Edmonton has just over $12 million in cap space for next season (assuming the salary cap stays the same) and will need to re-sign Athanasiou, Matthew Benning, and Ethan Bear and sign a backup goalie, but Holland should be able to easily come in under the cap, unless he goes spending on July 1st, or whenever the free agency date is. Most of his signings so far in Edmonton have been short-term or low money and the only deal that might be of concern in a year or two is Zack Kassian at $3.2 million AAV until the end of 2023-24.
It was his time in Detroit that Holland set the bar for bad contracts:
Frans Nielsen signed for six years at $5.25 million AAV.
Jimmy Howard signed for six years at $5.29 million AAV.
Danny DeKeyser signed for six years at $5 million AAV.
Stephen Weiss signed for five years at $4.9 million AAV.
Justin Abdelkader signed for seven years at $4.25 million AAV.
Jonathan Ericsson signed for six years at $4.25 million AAV.
Darren Helm signed for five years at $3.85 million AAV.
Trevor Daley signed for three years at $3.167 million AAV.
All of these deals are still on the payroll and are mostly dead weight in terms of cap space. Holland did not do Detroit any favors in the past five seasons.

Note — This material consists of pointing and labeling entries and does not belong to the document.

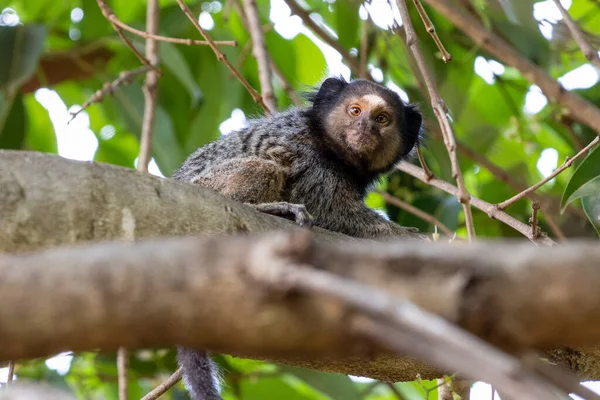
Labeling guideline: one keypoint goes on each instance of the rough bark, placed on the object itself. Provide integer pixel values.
(47, 201)
(106, 291)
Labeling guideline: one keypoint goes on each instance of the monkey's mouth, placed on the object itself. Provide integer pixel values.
(362, 139)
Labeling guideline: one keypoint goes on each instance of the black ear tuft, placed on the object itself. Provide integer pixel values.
(330, 89)
(414, 127)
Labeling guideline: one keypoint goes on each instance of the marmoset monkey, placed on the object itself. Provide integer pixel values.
(314, 164)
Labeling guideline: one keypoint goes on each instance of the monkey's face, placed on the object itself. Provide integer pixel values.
(367, 127)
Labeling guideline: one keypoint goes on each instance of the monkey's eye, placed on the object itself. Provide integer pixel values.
(381, 119)
(354, 111)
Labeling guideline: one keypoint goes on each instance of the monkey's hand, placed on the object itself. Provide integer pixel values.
(295, 212)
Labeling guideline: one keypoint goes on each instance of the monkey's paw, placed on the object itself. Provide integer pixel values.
(295, 212)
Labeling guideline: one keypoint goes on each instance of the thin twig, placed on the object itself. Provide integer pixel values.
(490, 209)
(364, 49)
(109, 88)
(566, 164)
(415, 211)
(589, 52)
(439, 109)
(150, 88)
(106, 12)
(287, 87)
(111, 17)
(305, 16)
(163, 387)
(259, 49)
(580, 109)
(535, 230)
(122, 365)
(221, 57)
(446, 57)
(11, 372)
(424, 165)
(395, 390)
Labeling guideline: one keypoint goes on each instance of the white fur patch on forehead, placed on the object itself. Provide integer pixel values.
(374, 100)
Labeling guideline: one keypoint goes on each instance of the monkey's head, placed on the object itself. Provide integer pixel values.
(366, 123)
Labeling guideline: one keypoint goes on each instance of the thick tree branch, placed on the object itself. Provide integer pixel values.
(579, 108)
(108, 295)
(47, 201)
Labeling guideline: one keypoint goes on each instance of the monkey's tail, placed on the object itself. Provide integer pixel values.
(200, 374)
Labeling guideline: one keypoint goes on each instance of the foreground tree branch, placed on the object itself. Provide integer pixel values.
(47, 201)
(109, 296)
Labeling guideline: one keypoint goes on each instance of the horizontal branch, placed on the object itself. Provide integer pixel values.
(108, 296)
(47, 200)
(490, 209)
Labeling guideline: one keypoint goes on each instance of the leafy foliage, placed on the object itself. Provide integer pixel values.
(69, 47)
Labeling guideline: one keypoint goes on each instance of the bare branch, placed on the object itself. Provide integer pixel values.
(221, 57)
(364, 49)
(11, 372)
(439, 109)
(165, 386)
(106, 11)
(108, 293)
(287, 87)
(506, 372)
(122, 366)
(125, 78)
(110, 15)
(446, 57)
(566, 164)
(150, 88)
(581, 110)
(490, 209)
(423, 163)
(535, 230)
(415, 211)
(320, 32)
(259, 49)
(589, 52)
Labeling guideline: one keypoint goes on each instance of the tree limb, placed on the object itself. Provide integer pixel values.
(108, 296)
(47, 201)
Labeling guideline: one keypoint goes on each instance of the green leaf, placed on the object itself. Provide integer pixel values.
(346, 18)
(171, 57)
(165, 147)
(310, 72)
(13, 122)
(591, 206)
(21, 47)
(337, 386)
(587, 170)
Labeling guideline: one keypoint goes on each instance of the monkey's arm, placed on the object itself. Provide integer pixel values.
(256, 182)
(354, 218)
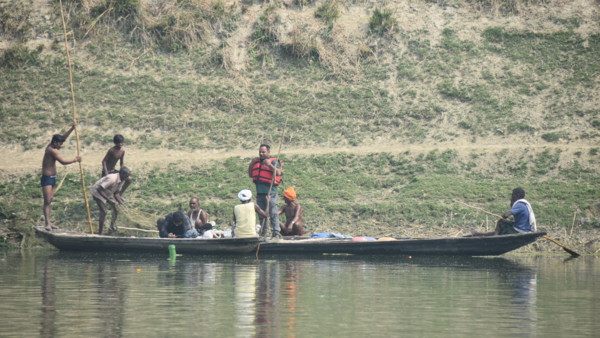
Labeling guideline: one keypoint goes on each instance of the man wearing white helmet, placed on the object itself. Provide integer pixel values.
(244, 216)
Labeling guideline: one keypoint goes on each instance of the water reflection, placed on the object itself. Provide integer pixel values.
(116, 296)
(110, 300)
(47, 327)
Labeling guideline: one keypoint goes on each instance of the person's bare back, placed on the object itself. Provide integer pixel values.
(114, 155)
(293, 219)
(48, 179)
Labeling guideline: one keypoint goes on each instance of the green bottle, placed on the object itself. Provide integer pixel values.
(172, 253)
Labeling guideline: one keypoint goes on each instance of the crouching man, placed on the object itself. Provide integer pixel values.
(109, 190)
(176, 225)
(521, 211)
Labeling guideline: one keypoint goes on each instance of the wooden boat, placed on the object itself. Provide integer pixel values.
(457, 246)
(78, 241)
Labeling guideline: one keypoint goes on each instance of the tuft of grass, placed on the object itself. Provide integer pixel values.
(554, 136)
(19, 56)
(15, 20)
(382, 21)
(328, 11)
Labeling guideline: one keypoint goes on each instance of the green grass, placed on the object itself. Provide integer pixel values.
(345, 188)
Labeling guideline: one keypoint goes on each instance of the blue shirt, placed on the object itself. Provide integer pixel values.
(521, 214)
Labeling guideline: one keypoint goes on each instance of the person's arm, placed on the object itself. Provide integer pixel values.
(203, 217)
(260, 212)
(56, 156)
(252, 163)
(298, 215)
(163, 229)
(276, 170)
(66, 135)
(104, 166)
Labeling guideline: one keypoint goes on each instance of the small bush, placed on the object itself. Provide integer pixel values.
(383, 22)
(19, 56)
(465, 125)
(15, 19)
(328, 12)
(302, 3)
(303, 45)
(553, 137)
(265, 26)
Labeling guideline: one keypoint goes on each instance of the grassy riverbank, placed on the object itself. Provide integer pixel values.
(505, 90)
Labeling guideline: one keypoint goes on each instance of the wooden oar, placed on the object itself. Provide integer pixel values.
(87, 205)
(570, 251)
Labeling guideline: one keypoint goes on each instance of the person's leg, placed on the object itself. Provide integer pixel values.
(493, 233)
(297, 230)
(101, 214)
(274, 214)
(261, 201)
(113, 218)
(48, 192)
(191, 233)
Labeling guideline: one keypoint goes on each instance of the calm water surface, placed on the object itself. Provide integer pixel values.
(59, 294)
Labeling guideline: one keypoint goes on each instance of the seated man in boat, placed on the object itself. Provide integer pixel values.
(109, 189)
(522, 212)
(244, 216)
(176, 225)
(196, 215)
(293, 214)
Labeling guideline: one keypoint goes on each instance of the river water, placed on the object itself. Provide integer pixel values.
(62, 294)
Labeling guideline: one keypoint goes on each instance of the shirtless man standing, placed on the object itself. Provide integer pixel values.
(49, 172)
(196, 215)
(114, 154)
(293, 214)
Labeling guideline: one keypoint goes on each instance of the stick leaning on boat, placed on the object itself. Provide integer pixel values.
(570, 251)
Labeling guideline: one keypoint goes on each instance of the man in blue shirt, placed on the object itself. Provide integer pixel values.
(520, 210)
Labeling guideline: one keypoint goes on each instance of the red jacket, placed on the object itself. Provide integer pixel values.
(262, 173)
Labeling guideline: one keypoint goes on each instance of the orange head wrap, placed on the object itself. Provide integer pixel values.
(290, 193)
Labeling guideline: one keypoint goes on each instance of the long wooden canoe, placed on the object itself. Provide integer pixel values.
(456, 246)
(78, 241)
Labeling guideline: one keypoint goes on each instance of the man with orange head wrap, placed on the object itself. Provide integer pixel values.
(293, 214)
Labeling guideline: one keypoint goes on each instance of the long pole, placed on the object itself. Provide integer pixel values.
(274, 174)
(87, 205)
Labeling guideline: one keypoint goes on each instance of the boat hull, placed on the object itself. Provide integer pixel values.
(459, 246)
(75, 241)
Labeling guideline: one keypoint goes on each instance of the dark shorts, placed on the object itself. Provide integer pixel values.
(508, 229)
(48, 180)
(111, 172)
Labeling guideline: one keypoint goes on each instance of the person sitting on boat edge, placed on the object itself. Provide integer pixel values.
(48, 179)
(293, 214)
(176, 225)
(197, 216)
(244, 216)
(522, 212)
(109, 189)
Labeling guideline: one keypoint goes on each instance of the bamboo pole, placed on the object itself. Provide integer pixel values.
(87, 205)
(274, 174)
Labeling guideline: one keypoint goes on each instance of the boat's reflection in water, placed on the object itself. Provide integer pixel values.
(283, 297)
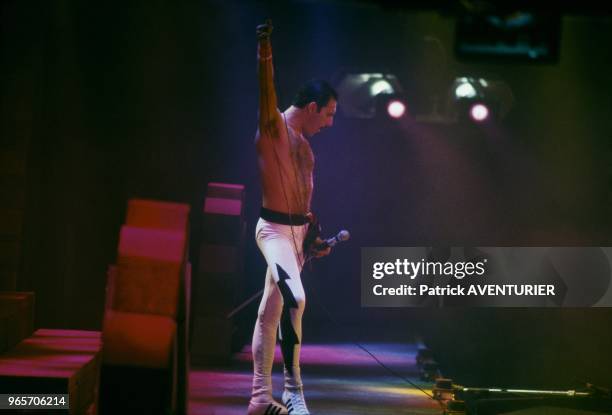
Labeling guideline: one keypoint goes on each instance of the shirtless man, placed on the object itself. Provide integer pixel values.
(285, 163)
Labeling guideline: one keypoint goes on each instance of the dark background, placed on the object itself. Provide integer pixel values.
(104, 102)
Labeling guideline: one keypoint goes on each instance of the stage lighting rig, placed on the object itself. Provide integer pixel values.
(479, 100)
(371, 95)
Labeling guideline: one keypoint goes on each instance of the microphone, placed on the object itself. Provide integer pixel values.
(342, 236)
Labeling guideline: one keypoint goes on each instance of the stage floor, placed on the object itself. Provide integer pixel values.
(339, 379)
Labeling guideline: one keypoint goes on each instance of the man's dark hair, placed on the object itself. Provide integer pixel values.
(317, 91)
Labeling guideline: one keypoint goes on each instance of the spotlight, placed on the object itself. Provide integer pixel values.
(372, 94)
(396, 108)
(479, 100)
(479, 112)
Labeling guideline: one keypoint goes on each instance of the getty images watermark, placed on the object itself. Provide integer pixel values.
(486, 276)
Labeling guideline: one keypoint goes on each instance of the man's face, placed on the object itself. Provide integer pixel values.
(317, 120)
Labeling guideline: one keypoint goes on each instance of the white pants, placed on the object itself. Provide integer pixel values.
(282, 304)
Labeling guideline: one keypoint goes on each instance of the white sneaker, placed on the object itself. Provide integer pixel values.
(266, 408)
(296, 405)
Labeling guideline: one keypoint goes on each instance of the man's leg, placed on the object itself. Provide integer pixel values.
(264, 340)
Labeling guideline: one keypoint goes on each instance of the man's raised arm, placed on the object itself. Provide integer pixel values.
(269, 116)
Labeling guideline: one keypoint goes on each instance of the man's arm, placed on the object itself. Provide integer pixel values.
(269, 116)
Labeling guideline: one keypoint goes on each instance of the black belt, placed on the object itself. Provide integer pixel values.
(283, 218)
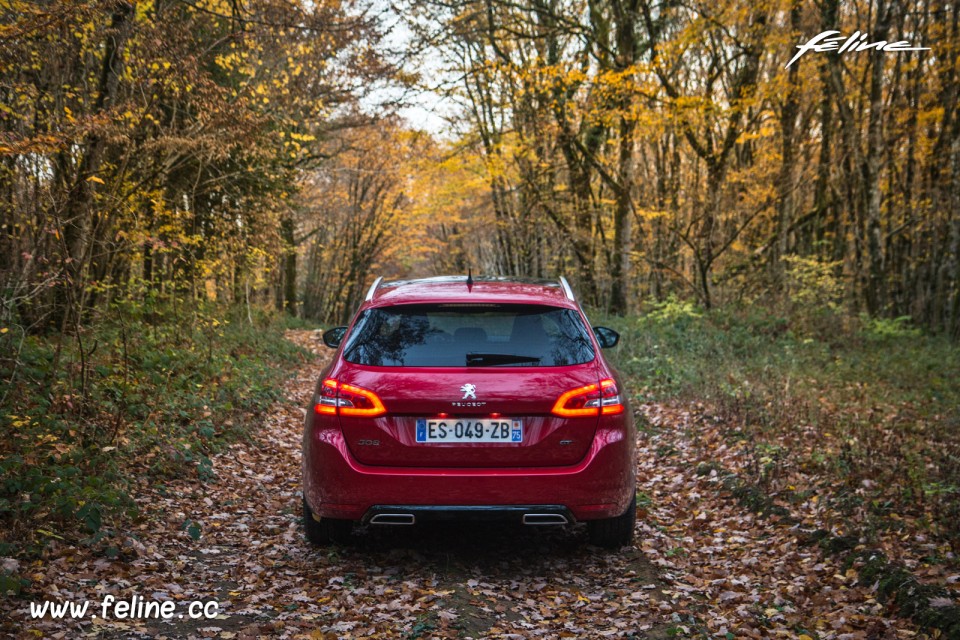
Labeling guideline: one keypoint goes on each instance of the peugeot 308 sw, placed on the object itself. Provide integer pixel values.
(463, 398)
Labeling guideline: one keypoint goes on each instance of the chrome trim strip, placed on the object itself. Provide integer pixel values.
(536, 519)
(373, 288)
(393, 518)
(566, 287)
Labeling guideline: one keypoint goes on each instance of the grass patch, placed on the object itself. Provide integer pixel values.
(150, 391)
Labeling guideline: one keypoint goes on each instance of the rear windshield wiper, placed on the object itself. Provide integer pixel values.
(481, 359)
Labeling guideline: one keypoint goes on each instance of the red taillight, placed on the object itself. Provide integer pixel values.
(589, 400)
(347, 400)
(610, 403)
(355, 401)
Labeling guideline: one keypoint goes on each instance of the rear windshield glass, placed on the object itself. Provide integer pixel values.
(471, 335)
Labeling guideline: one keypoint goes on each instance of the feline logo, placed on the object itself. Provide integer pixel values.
(830, 40)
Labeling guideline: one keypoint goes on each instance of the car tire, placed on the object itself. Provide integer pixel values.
(327, 530)
(613, 533)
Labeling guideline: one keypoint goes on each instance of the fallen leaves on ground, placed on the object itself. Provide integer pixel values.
(702, 565)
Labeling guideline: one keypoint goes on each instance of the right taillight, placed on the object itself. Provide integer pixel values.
(347, 400)
(590, 400)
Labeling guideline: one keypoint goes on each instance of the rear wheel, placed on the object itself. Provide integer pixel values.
(613, 533)
(326, 530)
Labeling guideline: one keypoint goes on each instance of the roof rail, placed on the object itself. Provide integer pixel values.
(373, 288)
(566, 287)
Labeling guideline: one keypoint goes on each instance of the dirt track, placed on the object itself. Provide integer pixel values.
(701, 565)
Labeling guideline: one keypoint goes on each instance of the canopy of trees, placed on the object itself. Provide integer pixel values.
(648, 147)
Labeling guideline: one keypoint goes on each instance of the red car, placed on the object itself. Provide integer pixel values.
(460, 398)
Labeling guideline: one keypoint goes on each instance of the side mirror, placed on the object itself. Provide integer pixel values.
(333, 337)
(606, 337)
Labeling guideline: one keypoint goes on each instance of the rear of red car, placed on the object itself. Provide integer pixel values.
(482, 400)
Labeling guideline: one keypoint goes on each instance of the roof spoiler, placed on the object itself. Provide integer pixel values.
(566, 288)
(373, 288)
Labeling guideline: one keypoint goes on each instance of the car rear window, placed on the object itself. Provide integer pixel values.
(458, 335)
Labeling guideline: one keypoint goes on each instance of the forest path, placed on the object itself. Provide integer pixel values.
(702, 565)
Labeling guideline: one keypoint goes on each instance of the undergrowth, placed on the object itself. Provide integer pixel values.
(870, 407)
(148, 391)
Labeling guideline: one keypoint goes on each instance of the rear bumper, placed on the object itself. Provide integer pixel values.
(529, 514)
(336, 485)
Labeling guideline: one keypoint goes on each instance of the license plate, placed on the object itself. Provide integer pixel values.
(465, 430)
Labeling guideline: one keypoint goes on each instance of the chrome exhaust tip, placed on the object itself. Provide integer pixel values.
(393, 519)
(538, 519)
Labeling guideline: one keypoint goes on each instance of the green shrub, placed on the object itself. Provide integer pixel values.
(149, 390)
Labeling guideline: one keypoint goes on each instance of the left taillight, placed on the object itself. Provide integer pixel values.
(347, 400)
(590, 400)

He has been patient so far in Edmonton, but the upcoming free agency will be the true test for him to see if he can avoid starting an Edmonton list like the one above, he left Detroit.
Signings score: 5.7
Overall score 6.925 (post 2009)
I don't think there is any doubt Holland will be in the Hockey Hall of Fame and he might be above nine for his work with the Red Wings pre-2008, but we are focusing on his past ten or eleven seasons for the most part.
I think if you asked anyone who they would like to build their franchise around, 99% would say Connor McDavid. Holland has been put in charge of a young team who should be very competitive from this season and for the next six or seven if Holland does anything close to the job he has done before in Detroit.